The problems with this script were not enough to make the film a failure, but there were problems, and if you can identify what they were, it will help to make you a better writer.
First of all, Nicki, the potential love interest and ally is knocked off at the end of Act 1. At approximately the 31 minute mark, she dies from several bullet wounds. Because the writer chose to kill off the potential love interest and Bourne’s only ally at the end of Act 1, no time was invested in any type of relationship between the Hero and his love interest, who did have a vested affection for Bourne, as was established in prior films in this franchise. The audience doesn’t feel emotionally involved by Bourne’s loss in this film because there is simply no set up for it. If the writer was counting on every viewer having seen the prior films, that was an error. She could have been killed off on p. 75 which would set up the eventual show-down with the Main Opponent, the Tommy Lee Jones character.
Instead, the Vikander character appears as Bourne’s new ally. She is a fake ally, as will be revealed in the Climax. But again, this is a “dropped in” contrivance of the writer. The audience is sucked in to thinking she’s the new ally, and she is set-up nicely for this because the Opponent is aware that she is helping Bourne, but finds her conveniently useful to advance his own Plan – to take down Bourne. Suddenly, she turns and wants power and the whole thing about being Bourne’s ally hits the dust. He is on to her though, as he is a “superman warrior who misses nothing,” and we are given this little “twist” at the end of the Climax, into the New Equilibrium sequence of the story. All of this at the end was contrived and predictable and highly irritating because audiences are not as stupid as Hollywood thinks they are.
By the end of Act I, Bourne has figured out his identity and he has also gleaned remarkably new information about his father. This was powerful stuff and certainly could have sufficed to catapult him into Act 2 to avenge his father’s murder. Instead, as already noted, Nicki, the love interest is the “new information” that pushes him out of his Ordinary World of fighting in bars and just existing in hiding into the C.I.A. world of high gadgetry, action, more murder, car chases, more opponents – All the stuff that audiences love in this genre. The high-tech guru, with heady references to Snowden and identity theft, also on today’s audience’s minds, takes a bullet on p. 75 instead of Nicki, the love interest.
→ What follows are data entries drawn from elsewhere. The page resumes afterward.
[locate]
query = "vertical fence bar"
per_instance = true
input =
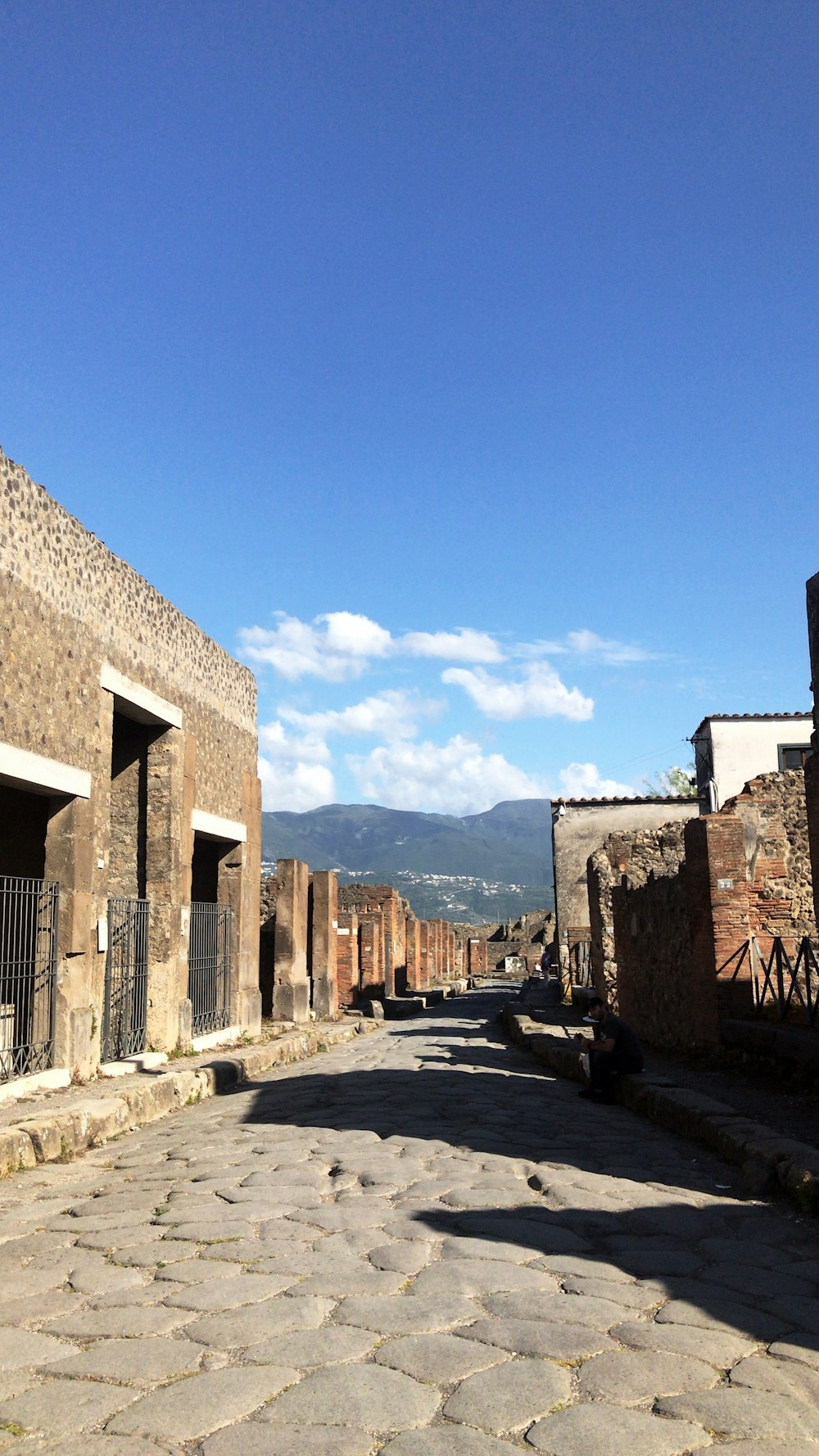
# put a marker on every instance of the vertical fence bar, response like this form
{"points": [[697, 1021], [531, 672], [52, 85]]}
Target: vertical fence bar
{"points": [[28, 974], [209, 967]]}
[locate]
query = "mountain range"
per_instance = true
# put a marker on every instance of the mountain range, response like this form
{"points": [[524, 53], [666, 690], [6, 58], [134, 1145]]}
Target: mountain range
{"points": [[477, 868]]}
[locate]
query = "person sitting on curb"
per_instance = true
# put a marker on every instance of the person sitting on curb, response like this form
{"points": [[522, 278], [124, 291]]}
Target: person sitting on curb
{"points": [[615, 1049]]}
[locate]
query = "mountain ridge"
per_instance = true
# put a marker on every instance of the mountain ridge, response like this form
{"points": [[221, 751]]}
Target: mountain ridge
{"points": [[500, 855]]}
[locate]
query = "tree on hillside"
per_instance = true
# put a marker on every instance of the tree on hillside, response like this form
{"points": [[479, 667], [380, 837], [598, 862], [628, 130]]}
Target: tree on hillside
{"points": [[682, 782]]}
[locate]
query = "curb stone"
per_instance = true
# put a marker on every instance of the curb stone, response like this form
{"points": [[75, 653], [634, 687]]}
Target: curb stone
{"points": [[767, 1160], [61, 1134]]}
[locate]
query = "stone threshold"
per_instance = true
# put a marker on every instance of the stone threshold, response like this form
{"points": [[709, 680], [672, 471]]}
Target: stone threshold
{"points": [[768, 1162], [65, 1128]]}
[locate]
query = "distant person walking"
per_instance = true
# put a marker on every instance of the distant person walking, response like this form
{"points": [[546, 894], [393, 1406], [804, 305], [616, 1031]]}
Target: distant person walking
{"points": [[614, 1049]]}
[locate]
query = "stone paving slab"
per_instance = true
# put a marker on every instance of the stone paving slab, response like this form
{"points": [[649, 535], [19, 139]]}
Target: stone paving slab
{"points": [[509, 1396], [379, 1399], [614, 1430], [587, 1272]]}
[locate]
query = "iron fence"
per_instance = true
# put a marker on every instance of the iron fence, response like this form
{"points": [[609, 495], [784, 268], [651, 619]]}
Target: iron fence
{"points": [[781, 980], [28, 974], [209, 967], [581, 964], [124, 1016]]}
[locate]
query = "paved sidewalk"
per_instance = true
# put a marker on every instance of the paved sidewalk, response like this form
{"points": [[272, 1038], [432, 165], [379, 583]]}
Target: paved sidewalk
{"points": [[419, 1244]]}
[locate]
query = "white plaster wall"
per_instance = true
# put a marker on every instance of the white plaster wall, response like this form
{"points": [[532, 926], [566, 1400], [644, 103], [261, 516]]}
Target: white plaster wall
{"points": [[740, 750]]}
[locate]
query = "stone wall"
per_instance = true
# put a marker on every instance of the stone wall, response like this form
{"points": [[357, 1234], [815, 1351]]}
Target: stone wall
{"points": [[777, 853], [72, 617], [673, 909], [812, 766], [640, 857], [579, 827]]}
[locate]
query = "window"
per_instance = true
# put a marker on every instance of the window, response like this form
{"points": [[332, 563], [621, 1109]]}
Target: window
{"points": [[793, 754]]}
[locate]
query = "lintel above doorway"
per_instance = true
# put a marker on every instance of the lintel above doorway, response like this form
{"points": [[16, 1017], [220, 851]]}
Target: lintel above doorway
{"points": [[138, 702], [211, 826]]}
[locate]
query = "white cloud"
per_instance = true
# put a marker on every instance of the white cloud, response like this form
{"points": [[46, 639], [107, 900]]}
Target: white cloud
{"points": [[464, 645], [454, 778], [334, 647], [581, 780], [389, 714], [295, 771], [589, 645], [538, 694]]}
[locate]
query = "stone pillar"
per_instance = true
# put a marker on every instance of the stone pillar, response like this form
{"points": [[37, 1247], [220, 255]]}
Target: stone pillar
{"points": [[324, 925], [413, 952], [168, 915], [248, 1001], [812, 766], [370, 925], [80, 969], [347, 958], [477, 956], [717, 911], [290, 988]]}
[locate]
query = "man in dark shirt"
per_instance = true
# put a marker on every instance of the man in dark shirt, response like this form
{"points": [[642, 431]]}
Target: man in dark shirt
{"points": [[615, 1049]]}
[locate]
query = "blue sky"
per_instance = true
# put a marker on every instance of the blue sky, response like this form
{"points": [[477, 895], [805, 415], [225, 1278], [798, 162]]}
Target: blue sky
{"points": [[454, 364]]}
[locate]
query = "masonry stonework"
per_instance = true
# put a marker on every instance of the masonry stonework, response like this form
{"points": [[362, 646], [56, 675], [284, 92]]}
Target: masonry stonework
{"points": [[812, 766], [111, 690]]}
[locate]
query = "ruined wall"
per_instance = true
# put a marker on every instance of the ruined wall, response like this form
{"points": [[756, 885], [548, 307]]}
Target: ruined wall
{"points": [[777, 853], [812, 766], [69, 612], [579, 827], [639, 855]]}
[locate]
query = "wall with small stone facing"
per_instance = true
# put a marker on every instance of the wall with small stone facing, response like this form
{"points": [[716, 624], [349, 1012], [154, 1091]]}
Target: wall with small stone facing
{"points": [[812, 766], [69, 610]]}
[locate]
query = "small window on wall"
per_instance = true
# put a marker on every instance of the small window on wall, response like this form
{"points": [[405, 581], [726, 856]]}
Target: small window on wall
{"points": [[793, 754]]}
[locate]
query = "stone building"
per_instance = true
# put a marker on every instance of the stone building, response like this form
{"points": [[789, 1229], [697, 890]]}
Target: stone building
{"points": [[675, 909], [579, 827], [812, 766], [130, 812], [731, 748]]}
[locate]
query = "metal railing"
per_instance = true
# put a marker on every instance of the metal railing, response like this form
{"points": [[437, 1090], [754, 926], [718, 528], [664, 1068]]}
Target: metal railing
{"points": [[28, 974], [781, 980], [124, 1016], [209, 967], [581, 963]]}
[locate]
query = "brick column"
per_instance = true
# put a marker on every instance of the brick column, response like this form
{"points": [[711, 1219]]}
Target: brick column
{"points": [[290, 986], [347, 963], [477, 956], [717, 911], [324, 925], [413, 952], [370, 926], [170, 919], [247, 1002], [812, 766]]}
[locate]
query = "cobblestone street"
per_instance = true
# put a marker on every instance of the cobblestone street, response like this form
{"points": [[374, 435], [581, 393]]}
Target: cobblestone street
{"points": [[419, 1244]]}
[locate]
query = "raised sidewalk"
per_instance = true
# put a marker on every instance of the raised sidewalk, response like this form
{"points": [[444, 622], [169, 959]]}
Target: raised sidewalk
{"points": [[768, 1160], [54, 1126]]}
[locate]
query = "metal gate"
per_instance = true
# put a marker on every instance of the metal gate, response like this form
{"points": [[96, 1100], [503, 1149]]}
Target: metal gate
{"points": [[209, 967], [125, 980], [28, 974]]}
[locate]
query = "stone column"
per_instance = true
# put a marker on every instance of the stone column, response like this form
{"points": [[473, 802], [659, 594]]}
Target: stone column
{"points": [[716, 889], [413, 952], [80, 970], [324, 939], [247, 993], [168, 916], [290, 986], [370, 926], [812, 766], [347, 965]]}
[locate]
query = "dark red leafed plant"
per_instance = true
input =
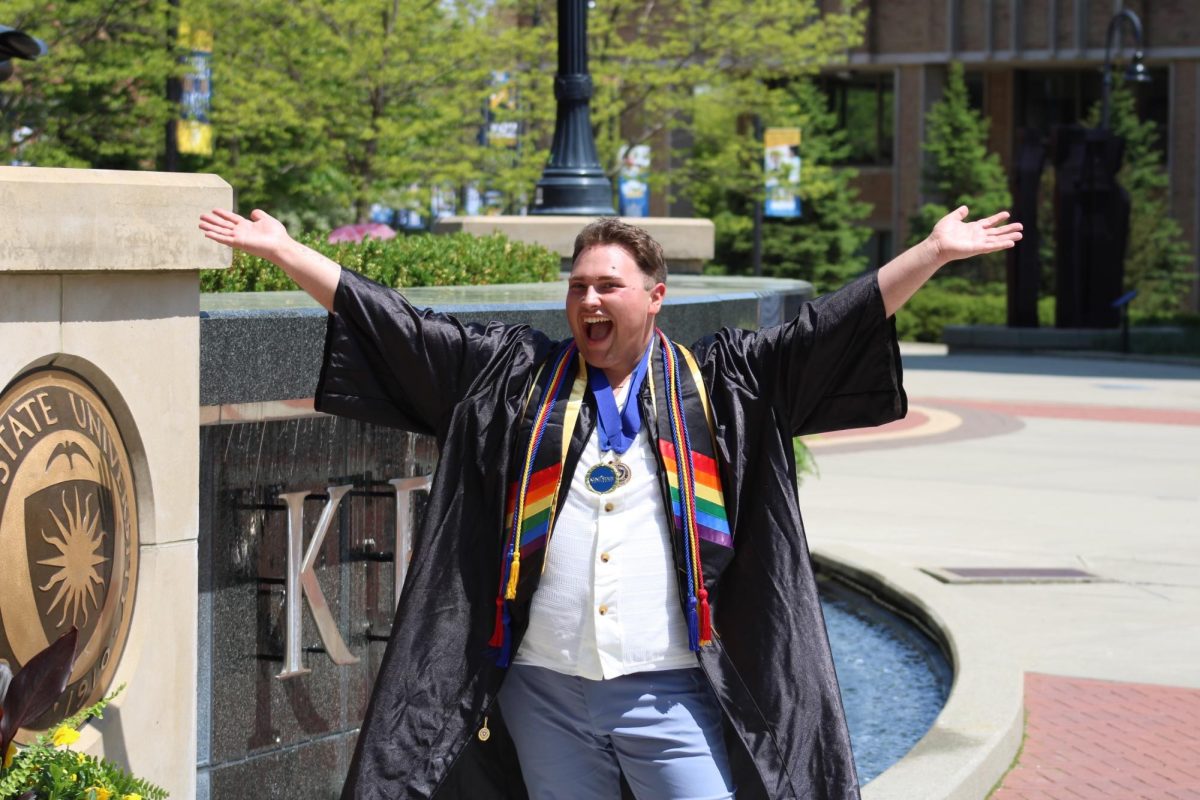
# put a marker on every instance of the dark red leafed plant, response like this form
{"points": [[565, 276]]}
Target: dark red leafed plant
{"points": [[36, 687]]}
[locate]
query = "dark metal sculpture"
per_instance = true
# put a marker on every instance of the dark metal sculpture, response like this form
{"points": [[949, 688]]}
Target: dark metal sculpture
{"points": [[573, 182], [1092, 227], [1024, 265], [1092, 210]]}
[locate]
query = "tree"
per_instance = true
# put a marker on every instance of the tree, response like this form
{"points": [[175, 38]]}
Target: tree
{"points": [[323, 107], [97, 98], [1159, 263], [960, 170], [825, 245]]}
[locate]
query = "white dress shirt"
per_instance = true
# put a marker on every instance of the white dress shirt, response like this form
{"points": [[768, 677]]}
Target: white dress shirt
{"points": [[607, 603]]}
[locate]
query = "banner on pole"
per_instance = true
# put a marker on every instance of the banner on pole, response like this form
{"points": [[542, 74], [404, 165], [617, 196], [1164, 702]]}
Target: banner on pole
{"points": [[193, 128], [781, 170]]}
Maybe the writer toyed with this idea. What was lacking here was what the high-tech guru had as a relationship to Bourne’s character development – I couldn’t find it. It made for a big disconnect. It was not a good feeling to see the guy felled by a bullet, but it was a plot contrivance and it was predictable. Yes, it was set-up when the high-tech guru had his meeting with the Opponent, the Tommy Lee Jones character. But again, unless the high-tech guru character either challenged, supported, or negated the Bourne character, he should have been rewritten in this script.
Then we had, per an interview with Matt Damon, approximately 170 cars demolished in this film. Kudos to Las Vegas for allowing all this craziness on the Strip. But 70 cars demolished would have been enough. The massive pile-ups were staged to the point of looking like an animation. And why not take the money from the savings of buying 100 cars and then smashing them up and give the money to some out of work Vegas people? All the casino employees who lost their jobs when the bubble burst in 2008 would have loved a lottery to win a car from Jason Bourne.
This brings me back to the compelling Weakness/Need of the Hero who is trying to connect his past with his present so he can move forward into his future. He’s been used and abused by a corrupt system within the C.I.A., a common mantra these days. The audience identifies with this Hero. I’m not discounting the acting of Matt Damon, a very lovable, believable “All American” kinda guy. And the genre of Action/Thriller is a crowd-pleaser. But certain elements in this action-packed thriller could have made the character even more compelling and elevated the story line to a much higher level. Fancy camera work, cross-cutting, and superb high-tech gadgetry aside, it’s the story that everyone remembers. It’s the inner struggle, that term called the “character arc,” that audiences remember. It was a bit thin in Jason Bourne.